Robot strippers performed in Las Vegas last week
As it has for 50 years, the Consumer Electronics Show dazzled onlookers with the newest tech innovations pushing our world deep into the future. Massive companies like Google, Amazon and Nvidia all brought out the big guns to showcase the fancy gadgets everyone will embed into their lives soon — whether anyone wants to or not.
Yet as with any convention taking place in Las Vegas, the wholesome image CES attempted to maintain was quickly overshadowed by sex. Lots and lots of sex. But not just by any sex in 2018, no, this event was overtaken by electronic sex. Sex driven by computers.

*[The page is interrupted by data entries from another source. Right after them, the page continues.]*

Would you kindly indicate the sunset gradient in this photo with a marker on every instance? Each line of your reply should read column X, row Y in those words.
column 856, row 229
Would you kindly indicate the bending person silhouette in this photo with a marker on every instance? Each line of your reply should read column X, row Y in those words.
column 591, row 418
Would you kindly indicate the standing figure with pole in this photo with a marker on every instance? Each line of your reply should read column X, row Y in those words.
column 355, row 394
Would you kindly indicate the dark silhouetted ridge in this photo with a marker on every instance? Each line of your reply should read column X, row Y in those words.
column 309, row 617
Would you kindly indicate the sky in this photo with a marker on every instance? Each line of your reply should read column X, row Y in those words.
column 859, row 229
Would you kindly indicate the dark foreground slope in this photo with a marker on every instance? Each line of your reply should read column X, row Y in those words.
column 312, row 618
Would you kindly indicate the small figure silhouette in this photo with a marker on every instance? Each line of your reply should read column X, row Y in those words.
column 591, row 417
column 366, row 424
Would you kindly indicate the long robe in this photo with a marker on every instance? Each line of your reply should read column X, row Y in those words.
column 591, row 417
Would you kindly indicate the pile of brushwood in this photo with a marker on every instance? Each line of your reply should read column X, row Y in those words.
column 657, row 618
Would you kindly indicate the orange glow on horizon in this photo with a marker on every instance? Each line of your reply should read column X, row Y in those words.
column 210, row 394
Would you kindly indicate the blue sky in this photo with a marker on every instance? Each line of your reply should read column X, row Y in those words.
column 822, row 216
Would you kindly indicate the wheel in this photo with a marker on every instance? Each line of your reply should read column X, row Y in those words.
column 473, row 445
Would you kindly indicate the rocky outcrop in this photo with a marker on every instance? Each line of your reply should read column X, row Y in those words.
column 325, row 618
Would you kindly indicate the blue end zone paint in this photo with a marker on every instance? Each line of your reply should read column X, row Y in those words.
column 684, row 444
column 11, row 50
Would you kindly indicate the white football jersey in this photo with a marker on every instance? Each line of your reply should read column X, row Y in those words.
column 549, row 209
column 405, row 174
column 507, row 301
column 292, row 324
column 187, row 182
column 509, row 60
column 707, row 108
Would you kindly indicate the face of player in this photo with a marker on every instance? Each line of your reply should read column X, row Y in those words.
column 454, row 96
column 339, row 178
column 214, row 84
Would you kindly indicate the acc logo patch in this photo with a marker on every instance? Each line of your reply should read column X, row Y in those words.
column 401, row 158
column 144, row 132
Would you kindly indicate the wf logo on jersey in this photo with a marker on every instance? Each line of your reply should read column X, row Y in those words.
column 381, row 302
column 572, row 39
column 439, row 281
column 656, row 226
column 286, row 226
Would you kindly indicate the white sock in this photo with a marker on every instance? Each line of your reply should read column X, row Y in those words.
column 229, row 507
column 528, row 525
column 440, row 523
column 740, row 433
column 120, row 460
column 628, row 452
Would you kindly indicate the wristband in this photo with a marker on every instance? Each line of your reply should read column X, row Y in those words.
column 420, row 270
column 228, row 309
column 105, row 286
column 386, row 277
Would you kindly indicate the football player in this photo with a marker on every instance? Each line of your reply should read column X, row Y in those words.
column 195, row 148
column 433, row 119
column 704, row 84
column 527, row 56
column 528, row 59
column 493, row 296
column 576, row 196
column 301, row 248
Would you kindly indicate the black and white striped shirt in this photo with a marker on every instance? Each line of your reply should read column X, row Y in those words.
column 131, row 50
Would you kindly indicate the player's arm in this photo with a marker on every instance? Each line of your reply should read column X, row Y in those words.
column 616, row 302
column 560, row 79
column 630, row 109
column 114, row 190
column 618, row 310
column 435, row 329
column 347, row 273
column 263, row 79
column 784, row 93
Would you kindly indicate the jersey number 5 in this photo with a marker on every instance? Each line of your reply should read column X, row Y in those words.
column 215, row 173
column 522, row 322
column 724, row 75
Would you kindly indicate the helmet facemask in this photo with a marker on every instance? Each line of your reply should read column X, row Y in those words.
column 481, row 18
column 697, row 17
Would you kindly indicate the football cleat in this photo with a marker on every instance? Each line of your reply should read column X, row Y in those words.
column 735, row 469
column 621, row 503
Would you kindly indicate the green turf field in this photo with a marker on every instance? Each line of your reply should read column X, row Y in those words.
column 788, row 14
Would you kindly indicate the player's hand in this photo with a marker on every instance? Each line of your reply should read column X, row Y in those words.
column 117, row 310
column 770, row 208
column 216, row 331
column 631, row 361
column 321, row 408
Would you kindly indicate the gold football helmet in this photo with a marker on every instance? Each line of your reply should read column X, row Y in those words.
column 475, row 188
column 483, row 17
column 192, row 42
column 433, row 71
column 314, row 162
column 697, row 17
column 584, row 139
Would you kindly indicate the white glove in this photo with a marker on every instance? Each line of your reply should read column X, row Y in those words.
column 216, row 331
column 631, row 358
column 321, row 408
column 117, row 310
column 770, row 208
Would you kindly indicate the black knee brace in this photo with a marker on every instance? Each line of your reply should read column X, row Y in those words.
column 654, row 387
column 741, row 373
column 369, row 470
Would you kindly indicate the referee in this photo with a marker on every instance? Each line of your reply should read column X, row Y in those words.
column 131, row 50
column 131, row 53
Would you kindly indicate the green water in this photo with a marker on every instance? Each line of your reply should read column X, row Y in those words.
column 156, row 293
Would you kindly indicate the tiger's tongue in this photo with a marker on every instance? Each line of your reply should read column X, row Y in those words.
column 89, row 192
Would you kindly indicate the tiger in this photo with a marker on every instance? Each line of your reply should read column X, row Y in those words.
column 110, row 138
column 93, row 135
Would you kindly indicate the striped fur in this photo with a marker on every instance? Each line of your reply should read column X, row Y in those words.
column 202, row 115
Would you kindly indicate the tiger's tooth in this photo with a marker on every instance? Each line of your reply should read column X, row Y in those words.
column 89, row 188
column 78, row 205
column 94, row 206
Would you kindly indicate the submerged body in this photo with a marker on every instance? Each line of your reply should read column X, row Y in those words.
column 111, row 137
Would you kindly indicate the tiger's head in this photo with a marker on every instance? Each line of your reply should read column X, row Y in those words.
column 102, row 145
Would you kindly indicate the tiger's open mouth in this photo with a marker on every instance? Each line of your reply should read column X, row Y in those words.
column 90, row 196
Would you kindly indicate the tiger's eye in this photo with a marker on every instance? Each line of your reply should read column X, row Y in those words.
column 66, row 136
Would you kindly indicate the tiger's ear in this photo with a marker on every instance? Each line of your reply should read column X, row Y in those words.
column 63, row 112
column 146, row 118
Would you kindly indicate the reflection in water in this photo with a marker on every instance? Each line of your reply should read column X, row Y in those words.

More specifically, it was a pair of stripper robots featured at Sapphire Gentleman's Club who grabbed all the headlines in 2018.
Speaking to CNBC, British artist Giles Walker, the one responsible for the writhing and pole-humping e-ladies, revealed how they came to be — and most telling, how he's actually afraid the world might take something like his strippers and use them for a dark kind of evil.
"My worry is — and this is really crude, but it is a crude idea — if you build a robot that you can have sex with, then you can build a robot that you can rape, and you can build a child robot that you can have sex with, and it's all supposedly legal," Walker told CNBC's Kurt Wagner. "But [just] because it's legal, does that mean it's a healthy thing? The dark side of the sex industry will create some really nasty, nasty stuff, and I think, 'Is it worth it?'"
He wasn't one to shy away from the irony in his "voyeuristic ladies" being showcased at a gentleman's club, though, and even remarked it wasn't exactly his choice. But, fuck it, he said, it pays the bills.
"I didn't build these to get involved in the sex industry," he said. "They weren't about sex, they were about voyeurism. I've been dragged into this side of things unintentionally, but I'm not complaining. It does pay the bills. I am a robot pimp in that way."